I attended a presentation on ArangoDB at some point and went on to dabble with an ArangoDB instance to learn how to load graph data formatted in the Graph Modeling Language (GML).Īrangodb has some nice sample data and tutorials to get users started setting up collections and querying with their custom SQL-like query language called AQL. Given the past discussion of graphing with networkx, I thought it may be interesting to think about how to persist data out-of-memory with a graphing database such as ArangoDB. To my knowledge one has to actually come up with the community scheme and then re-arrange the shards accordingly–it is not dynamic.

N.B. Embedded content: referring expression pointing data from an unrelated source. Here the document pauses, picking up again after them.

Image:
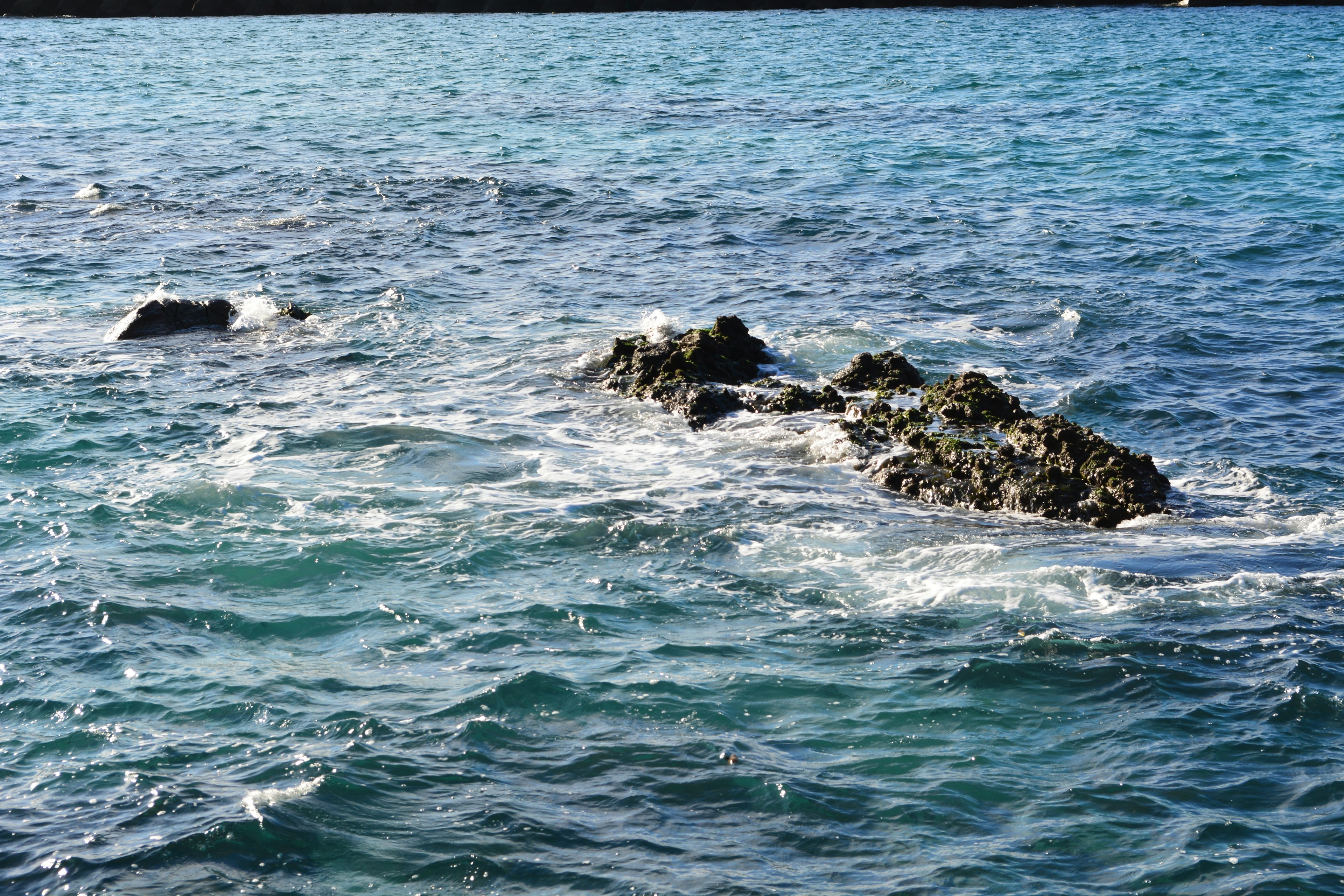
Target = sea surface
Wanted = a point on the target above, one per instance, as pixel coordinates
(397, 601)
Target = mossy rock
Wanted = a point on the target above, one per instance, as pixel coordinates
(885, 373)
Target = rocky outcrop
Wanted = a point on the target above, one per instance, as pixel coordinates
(163, 316)
(966, 444)
(687, 374)
(883, 373)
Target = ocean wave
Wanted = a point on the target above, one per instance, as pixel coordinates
(259, 800)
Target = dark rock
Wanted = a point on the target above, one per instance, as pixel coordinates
(968, 444)
(1049, 467)
(886, 373)
(971, 398)
(680, 373)
(795, 399)
(163, 316)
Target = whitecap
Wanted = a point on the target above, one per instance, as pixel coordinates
(256, 800)
(830, 444)
(658, 327)
(254, 312)
(159, 292)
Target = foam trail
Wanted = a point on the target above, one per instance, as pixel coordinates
(254, 312)
(159, 292)
(272, 796)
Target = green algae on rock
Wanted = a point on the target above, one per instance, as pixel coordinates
(883, 373)
(687, 374)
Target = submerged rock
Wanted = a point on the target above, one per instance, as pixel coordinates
(163, 316)
(967, 444)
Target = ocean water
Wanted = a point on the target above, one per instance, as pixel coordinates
(396, 601)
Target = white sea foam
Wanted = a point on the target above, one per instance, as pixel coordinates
(159, 292)
(658, 327)
(254, 312)
(830, 444)
(257, 800)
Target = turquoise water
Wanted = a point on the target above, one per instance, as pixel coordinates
(394, 601)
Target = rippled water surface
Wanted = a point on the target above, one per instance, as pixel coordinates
(394, 601)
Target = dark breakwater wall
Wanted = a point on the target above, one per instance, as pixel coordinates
(167, 8)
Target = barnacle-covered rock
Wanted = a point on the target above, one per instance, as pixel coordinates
(885, 373)
(971, 398)
(967, 444)
(686, 374)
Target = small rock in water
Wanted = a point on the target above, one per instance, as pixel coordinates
(163, 316)
(296, 312)
(687, 374)
(969, 442)
(92, 191)
(885, 373)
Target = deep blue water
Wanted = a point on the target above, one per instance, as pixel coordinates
(394, 601)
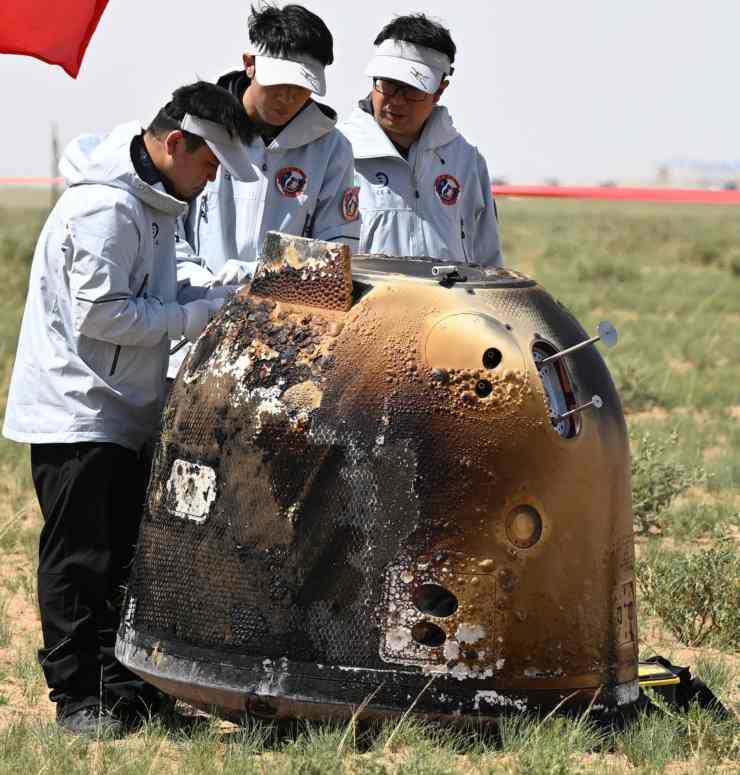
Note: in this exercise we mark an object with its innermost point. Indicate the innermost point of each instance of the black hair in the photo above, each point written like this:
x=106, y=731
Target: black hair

The commercial entity behind Enterprise ArangoDB support is a German company out of Cologne that is currently looking to re-locate it’s HQ in the US.ĪrangoDB is parallizable via sharding much in the model of Mongo however an interesting feature is the ability to base shards on communities in the case of graphs–hence minimizing network overhead when following paths, looking for neighbors, etc. ArangoDB is a notable NoSQL database system that may be of interest to security and other informatics specialists that need to scale document collections (JSON), graphs, or name/value pairs–any or all in one implementation.